China Road is the only book I've read so far on China's transformation and it was extremely interesting. I had heard some of Gifford's podcasts/broadcasts on NPR and knew that he was a fluent Mandarin speaker. (I had caught the segment where he stands in for a preacher in a small town and delivered the Sunday sermon in Mandarin.) His travels across China and his recounting of his experiences were very well written. The only issue that I had was his very Western perspective on the plight of Uyghurs. While its true that the Uyghurs are being assimilated at an increasing rate – in order to move socially within the Han Chinese society, as well as due to Han immigration into traditionally Uyghur towns, their plight really isn't that much different from what happened to the Welsh or the Scots as Gifford points out. Yet why does he feel that the Uyghurs are being oppressed by the Chinese but the Welsh or Scots are not oppressed by the British or the Anglo-Saxons (or whatever?) What does he think of immigrants who begin to 'lose' their culture as they assimilate into the population of their host country? In many ways, I thought that his take on the Uyghurs was not so much an appreciation of these issues but more of a way to criticize the Chinese government.

Monday, October 18, 2010

Conficker

Mark Bowden's article on the Conficker virus was fascinating except that it left out one important part and I searched for it but couldn't find it: How does it deposit its payload? Is it via exe, jpeg, scripting or what?

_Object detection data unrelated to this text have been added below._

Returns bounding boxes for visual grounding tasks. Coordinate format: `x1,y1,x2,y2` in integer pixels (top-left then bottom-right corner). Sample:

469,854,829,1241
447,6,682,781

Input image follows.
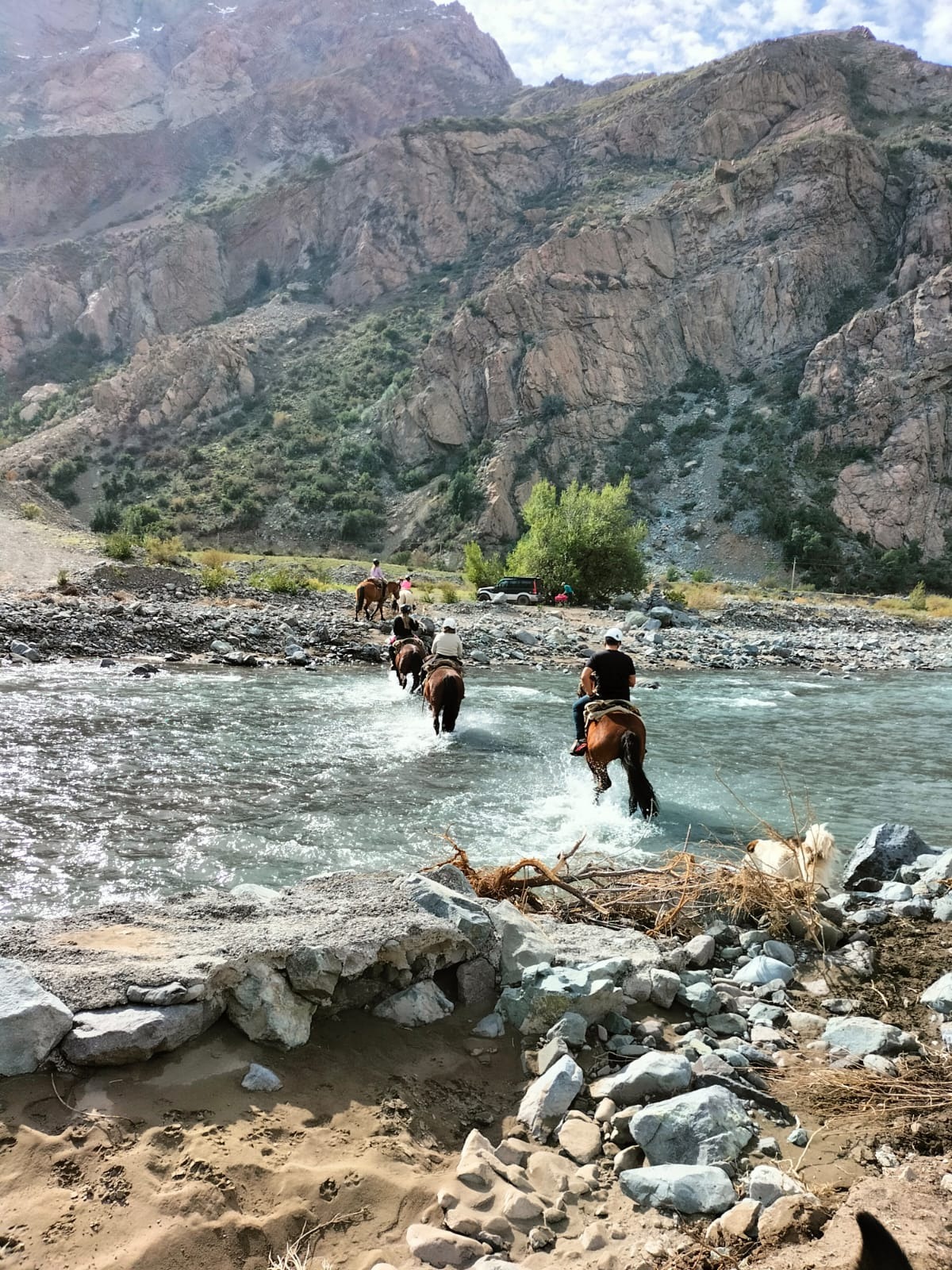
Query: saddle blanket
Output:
585,700,641,728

It seems like the Atlantic standards are starting to slip. See another question I had about an article here.

Friday, October 1, 2010

Megalomaniac industrialists bent on taking over the world

Every time I see this theme in James Bond or some Hollywood movie I have to suppress a chuckle. This scenario seems so highly unlikely yet Hollywood continues to pursue it. Then I read something like this New Yorker article on the Koch brothers and I pause. Do I revise my belief or should I perhaps think that the article is over the top?